Enhancing Video Music Recommendation with Transformer-Driven Audio-Visual Embeddings
Shimiao Liu, Alexander Lerch
TL;DR
This work tackles automated audio for video recommendations by learning a shared cross-modal embedding that aligns audio and visual content without manual labels. It compares temporal encoders and finds transformer-based encoding (TIVM) paired with InfoNCE loss to be most effective for long-range audio-visual correlations. Using a YouTube-8M music-video subset, the approach demonstrates that contrastive learning plus transformer temporal modeling outperforms triplet-based baselines and LSTM variants, achieving higher recall across top-k metrics. The results offer a practical pathway to scalable, high-quality video soundtracking, with potential impact on creator tools and streaming platforms by enabling automated, artistically coherent soundtrack suggestions.
Abstract
A fitting soundtrack can help a video better convey its content and provide a better immersive experience. This paper introduces a novel approach utilizing self-supervised learning and contrastive learning to automatically recommend audio for video content, thereby eliminating the need for manual labeling. We use a dual-branch cross-modal embedding model that maps both audio and video features into a common low-dimensional space. The fit of various audio-video pairs can then be mod-eled as inverse distance measure.
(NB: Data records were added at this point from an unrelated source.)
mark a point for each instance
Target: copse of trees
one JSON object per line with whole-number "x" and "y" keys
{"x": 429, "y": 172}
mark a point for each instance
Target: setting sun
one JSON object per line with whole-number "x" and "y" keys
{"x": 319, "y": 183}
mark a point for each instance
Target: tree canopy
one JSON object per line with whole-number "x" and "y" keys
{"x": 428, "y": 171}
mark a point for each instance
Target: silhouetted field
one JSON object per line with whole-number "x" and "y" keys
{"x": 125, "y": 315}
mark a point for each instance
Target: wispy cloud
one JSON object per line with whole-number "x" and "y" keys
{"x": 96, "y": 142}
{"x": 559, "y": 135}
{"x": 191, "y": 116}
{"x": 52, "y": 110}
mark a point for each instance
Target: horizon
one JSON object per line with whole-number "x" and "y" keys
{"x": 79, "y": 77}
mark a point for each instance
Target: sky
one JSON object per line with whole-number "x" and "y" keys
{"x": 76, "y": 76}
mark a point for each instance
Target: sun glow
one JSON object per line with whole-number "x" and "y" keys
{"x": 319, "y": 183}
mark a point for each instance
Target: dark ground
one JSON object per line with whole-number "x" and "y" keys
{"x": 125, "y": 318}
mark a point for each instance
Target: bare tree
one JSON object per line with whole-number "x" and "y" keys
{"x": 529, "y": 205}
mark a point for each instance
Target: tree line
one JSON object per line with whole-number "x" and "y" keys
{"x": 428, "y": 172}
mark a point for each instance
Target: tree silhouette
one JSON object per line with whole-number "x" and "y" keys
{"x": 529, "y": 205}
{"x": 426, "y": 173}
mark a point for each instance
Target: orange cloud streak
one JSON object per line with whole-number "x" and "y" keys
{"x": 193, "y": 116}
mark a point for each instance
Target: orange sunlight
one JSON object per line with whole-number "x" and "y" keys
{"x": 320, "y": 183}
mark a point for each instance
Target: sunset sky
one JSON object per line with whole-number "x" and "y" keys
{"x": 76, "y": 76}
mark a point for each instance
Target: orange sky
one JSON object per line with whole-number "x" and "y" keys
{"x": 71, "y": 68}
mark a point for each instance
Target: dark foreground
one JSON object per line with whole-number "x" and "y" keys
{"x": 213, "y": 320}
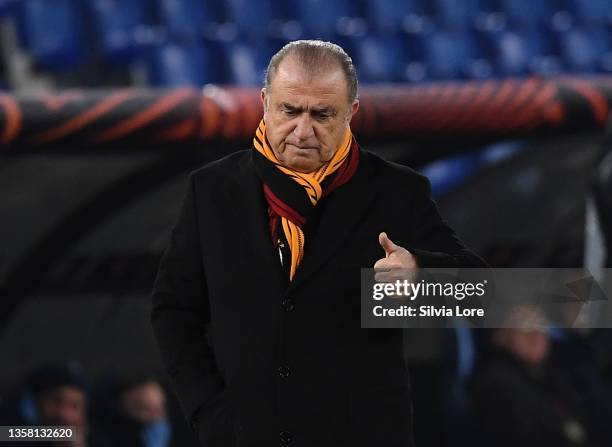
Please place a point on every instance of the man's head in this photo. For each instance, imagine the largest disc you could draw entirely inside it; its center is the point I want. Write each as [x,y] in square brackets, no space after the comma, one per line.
[309,98]
[61,395]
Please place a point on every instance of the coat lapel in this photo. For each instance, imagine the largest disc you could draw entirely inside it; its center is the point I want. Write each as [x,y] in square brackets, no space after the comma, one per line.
[342,212]
[250,210]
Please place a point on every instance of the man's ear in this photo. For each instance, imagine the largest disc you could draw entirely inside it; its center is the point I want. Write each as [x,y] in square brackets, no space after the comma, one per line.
[354,108]
[264,101]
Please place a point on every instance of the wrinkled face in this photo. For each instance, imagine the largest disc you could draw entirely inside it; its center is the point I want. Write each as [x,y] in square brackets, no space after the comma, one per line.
[65,405]
[306,118]
[145,403]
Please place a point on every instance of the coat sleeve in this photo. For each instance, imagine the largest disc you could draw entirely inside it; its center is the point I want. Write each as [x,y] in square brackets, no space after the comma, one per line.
[434,243]
[180,315]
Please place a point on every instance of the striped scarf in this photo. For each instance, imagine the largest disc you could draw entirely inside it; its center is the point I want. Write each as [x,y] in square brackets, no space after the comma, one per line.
[292,196]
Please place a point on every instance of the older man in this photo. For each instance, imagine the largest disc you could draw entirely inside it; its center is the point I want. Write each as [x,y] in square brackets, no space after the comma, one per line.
[256,304]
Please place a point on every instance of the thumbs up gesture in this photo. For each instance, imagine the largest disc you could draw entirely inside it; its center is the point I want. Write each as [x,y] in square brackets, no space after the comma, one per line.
[398,262]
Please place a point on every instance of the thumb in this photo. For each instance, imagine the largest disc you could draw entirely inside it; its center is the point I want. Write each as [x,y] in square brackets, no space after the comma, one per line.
[386,243]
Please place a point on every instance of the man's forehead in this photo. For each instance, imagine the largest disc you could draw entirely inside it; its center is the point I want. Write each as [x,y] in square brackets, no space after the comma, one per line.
[293,81]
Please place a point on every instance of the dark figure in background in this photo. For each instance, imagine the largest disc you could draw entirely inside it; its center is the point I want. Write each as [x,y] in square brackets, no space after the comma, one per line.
[256,304]
[52,395]
[130,413]
[522,397]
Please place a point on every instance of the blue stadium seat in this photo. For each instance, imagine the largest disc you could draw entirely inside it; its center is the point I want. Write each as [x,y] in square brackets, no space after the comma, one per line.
[7,7]
[251,18]
[124,28]
[590,11]
[379,59]
[527,13]
[449,173]
[323,18]
[456,14]
[188,19]
[172,65]
[52,33]
[388,16]
[450,54]
[524,51]
[583,49]
[247,62]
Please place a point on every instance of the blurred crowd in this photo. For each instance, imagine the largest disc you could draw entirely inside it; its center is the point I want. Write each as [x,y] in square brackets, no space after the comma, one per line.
[532,386]
[114,412]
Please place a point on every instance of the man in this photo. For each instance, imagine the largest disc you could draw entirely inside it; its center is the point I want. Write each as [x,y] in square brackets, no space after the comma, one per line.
[52,395]
[256,305]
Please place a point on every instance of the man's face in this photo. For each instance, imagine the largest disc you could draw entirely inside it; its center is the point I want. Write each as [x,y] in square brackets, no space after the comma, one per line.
[65,405]
[145,403]
[306,118]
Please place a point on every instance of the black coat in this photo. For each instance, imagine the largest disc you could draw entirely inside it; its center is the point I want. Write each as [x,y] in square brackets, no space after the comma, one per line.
[257,361]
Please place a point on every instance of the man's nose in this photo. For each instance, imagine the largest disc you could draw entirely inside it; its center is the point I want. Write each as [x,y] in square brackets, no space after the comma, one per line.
[303,129]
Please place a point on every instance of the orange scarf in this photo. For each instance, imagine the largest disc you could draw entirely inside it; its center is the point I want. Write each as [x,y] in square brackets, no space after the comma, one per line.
[293,204]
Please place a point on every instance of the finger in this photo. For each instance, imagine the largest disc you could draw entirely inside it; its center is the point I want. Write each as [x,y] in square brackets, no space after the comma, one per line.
[386,243]
[382,264]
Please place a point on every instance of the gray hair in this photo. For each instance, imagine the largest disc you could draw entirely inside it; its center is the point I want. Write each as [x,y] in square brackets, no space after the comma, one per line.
[315,57]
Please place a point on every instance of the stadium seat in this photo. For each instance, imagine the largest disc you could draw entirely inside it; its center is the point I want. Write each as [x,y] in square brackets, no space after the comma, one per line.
[449,173]
[7,6]
[195,64]
[456,14]
[124,29]
[246,62]
[583,49]
[590,11]
[379,59]
[188,19]
[524,51]
[527,13]
[251,18]
[388,16]
[450,54]
[323,18]
[52,33]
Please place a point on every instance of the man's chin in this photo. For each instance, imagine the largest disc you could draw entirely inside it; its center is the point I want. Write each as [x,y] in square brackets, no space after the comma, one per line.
[302,162]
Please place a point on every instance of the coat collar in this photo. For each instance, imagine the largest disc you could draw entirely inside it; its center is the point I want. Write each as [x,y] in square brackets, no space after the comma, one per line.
[340,213]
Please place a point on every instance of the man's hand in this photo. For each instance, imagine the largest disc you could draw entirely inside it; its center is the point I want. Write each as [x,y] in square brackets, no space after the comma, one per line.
[398,262]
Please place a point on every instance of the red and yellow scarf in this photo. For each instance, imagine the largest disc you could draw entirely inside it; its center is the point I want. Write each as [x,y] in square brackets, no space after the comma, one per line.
[292,196]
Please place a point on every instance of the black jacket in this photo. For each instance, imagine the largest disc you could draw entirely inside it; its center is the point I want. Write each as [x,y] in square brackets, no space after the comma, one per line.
[257,361]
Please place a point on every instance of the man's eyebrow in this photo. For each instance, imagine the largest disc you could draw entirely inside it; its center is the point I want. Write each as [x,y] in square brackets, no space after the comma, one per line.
[288,106]
[324,110]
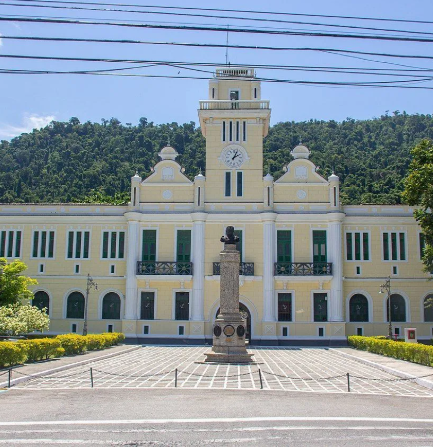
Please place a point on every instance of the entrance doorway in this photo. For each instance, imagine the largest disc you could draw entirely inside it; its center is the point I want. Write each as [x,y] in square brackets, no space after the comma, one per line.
[246,315]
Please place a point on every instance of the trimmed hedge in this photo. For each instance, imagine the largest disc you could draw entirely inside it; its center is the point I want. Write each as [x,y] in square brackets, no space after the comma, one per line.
[412,352]
[14,353]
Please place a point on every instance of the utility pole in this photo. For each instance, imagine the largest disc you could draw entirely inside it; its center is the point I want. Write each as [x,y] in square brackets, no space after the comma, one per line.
[386,287]
[90,285]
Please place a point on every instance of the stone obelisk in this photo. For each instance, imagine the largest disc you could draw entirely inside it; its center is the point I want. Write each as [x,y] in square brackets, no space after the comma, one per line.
[229,328]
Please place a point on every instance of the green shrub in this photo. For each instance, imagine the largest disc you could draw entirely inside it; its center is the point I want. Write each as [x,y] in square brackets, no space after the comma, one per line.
[12,354]
[72,343]
[412,352]
[42,349]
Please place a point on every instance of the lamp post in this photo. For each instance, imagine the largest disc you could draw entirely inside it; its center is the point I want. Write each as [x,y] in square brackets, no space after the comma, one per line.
[90,285]
[386,287]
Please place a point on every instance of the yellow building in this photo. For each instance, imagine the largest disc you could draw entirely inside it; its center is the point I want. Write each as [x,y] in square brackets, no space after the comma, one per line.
[311,269]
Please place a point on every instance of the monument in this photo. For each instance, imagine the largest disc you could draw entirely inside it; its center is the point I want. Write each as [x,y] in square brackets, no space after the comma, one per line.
[229,328]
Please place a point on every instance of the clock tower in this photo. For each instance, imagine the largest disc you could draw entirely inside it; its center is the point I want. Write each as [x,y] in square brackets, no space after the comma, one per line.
[234,121]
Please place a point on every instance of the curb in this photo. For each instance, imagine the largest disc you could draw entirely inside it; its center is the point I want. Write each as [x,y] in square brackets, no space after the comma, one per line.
[422,382]
[65,367]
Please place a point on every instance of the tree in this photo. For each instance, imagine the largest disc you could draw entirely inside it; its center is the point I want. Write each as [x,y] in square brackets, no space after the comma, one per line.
[419,192]
[13,285]
[18,319]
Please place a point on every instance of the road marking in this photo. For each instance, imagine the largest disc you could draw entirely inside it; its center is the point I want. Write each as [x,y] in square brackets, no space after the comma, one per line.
[216,420]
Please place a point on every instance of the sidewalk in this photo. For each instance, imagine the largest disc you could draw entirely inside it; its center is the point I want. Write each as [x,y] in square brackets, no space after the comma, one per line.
[400,368]
[19,372]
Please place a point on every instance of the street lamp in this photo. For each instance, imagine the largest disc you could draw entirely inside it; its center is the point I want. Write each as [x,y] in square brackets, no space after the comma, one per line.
[386,287]
[90,285]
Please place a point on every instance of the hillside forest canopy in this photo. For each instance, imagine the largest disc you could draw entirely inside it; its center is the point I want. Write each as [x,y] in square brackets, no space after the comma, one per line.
[93,162]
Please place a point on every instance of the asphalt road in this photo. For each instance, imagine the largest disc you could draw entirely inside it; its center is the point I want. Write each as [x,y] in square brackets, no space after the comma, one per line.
[128,417]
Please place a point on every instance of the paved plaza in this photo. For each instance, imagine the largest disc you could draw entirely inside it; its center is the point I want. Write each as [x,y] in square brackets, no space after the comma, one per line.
[287,369]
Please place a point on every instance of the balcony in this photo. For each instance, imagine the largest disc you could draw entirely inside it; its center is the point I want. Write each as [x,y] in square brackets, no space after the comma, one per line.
[215,104]
[245,268]
[164,268]
[303,268]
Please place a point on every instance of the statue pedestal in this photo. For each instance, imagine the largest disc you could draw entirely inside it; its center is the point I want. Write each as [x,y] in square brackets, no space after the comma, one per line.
[229,328]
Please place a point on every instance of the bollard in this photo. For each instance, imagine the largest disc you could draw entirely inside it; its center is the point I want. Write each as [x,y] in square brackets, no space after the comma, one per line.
[261,380]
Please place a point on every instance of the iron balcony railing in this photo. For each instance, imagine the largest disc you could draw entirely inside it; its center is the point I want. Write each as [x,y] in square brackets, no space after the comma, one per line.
[164,268]
[302,268]
[245,268]
[228,104]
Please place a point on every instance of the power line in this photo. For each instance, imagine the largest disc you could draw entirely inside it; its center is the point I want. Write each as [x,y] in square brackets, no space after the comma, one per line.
[135,11]
[277,13]
[214,29]
[211,45]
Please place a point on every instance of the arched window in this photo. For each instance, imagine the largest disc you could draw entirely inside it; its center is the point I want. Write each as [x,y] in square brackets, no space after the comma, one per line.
[398,309]
[75,305]
[111,306]
[41,300]
[428,308]
[358,308]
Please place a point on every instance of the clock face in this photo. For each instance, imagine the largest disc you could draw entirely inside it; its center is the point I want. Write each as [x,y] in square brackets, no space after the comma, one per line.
[233,156]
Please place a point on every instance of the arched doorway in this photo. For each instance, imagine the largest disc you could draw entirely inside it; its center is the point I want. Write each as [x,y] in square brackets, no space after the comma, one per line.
[245,312]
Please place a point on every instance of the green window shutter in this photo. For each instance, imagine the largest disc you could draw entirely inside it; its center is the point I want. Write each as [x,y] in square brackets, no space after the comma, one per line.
[319,246]
[86,244]
[121,244]
[2,244]
[78,235]
[349,251]
[365,246]
[51,245]
[149,245]
[402,247]
[18,245]
[183,246]
[105,235]
[284,246]
[239,244]
[385,245]
[35,244]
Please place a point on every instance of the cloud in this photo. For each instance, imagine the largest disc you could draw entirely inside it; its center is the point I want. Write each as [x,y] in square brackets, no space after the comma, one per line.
[30,122]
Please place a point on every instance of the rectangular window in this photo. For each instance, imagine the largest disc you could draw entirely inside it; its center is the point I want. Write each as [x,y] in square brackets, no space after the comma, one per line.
[149,245]
[43,244]
[284,307]
[357,248]
[394,246]
[78,245]
[182,306]
[228,184]
[284,246]
[113,244]
[239,184]
[10,244]
[147,306]
[320,307]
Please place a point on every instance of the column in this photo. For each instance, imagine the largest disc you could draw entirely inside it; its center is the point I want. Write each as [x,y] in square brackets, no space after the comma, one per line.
[268,265]
[198,248]
[131,269]
[335,255]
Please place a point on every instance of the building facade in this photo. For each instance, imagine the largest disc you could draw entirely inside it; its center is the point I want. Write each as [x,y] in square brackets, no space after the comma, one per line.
[310,270]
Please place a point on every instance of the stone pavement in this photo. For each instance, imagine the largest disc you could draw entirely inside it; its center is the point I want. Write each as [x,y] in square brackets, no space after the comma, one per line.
[285,369]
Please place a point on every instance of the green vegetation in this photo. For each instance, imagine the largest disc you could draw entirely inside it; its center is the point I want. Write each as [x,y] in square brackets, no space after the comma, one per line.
[91,162]
[14,353]
[419,191]
[412,352]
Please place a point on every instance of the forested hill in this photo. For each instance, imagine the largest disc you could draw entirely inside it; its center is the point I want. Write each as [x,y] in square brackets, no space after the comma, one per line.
[92,162]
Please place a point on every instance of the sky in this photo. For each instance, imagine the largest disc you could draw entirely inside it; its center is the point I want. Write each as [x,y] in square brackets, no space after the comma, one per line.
[30,101]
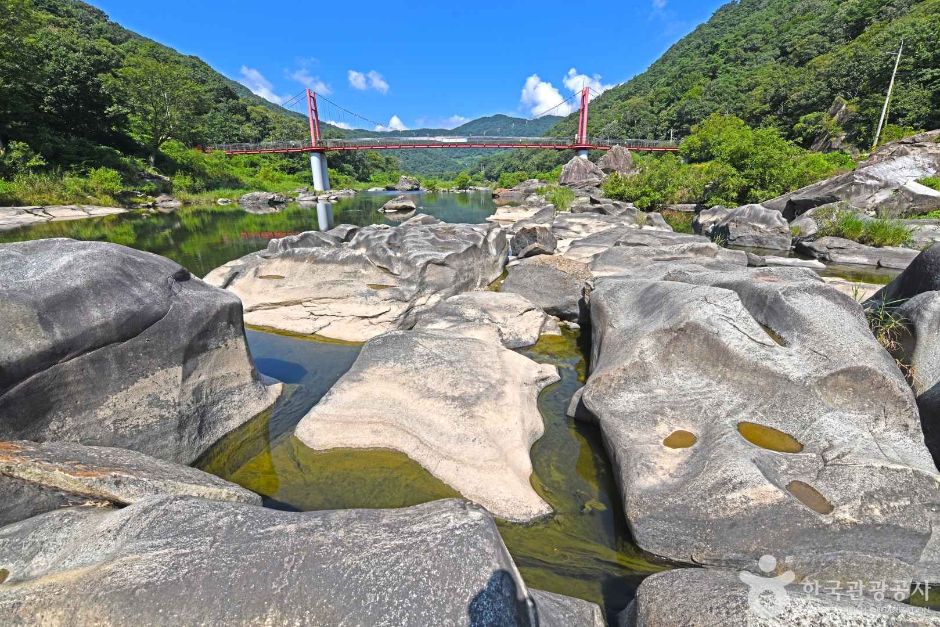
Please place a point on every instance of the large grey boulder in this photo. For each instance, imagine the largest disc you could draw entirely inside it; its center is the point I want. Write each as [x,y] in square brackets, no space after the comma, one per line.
[462,407]
[533,240]
[407,184]
[262,202]
[581,173]
[110,346]
[751,411]
[188,561]
[886,183]
[37,478]
[715,597]
[618,159]
[921,275]
[398,204]
[378,280]
[753,226]
[844,251]
[556,284]
[16,217]
[496,316]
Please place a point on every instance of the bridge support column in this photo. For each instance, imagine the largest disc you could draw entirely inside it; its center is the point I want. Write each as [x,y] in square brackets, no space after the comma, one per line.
[321,177]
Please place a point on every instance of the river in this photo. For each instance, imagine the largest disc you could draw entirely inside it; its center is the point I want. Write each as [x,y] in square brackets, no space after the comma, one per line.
[583,550]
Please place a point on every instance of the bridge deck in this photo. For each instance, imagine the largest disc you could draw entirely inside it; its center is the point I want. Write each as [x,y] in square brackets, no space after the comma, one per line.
[437,143]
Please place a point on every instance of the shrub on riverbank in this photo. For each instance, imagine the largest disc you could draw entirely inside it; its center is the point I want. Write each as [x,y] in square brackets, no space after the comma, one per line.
[872,232]
[724,162]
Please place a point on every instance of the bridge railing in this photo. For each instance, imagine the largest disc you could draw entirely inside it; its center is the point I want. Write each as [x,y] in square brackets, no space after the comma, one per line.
[475,140]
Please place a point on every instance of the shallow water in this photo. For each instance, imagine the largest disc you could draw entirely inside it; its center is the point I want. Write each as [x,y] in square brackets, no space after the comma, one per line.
[202,238]
[583,550]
In addition, a comparative analysis of various temporal encoding methods is presented, emphasizing the effectiveness of transformers in managing the temporal information of audio-video matching tasks. Through multiple experiments, we demonstrate that our model TIVM, which integrates transformer encoders and using InfoN Celoss, significantly improves the performance of audio-video matching and surpasses traditional methods.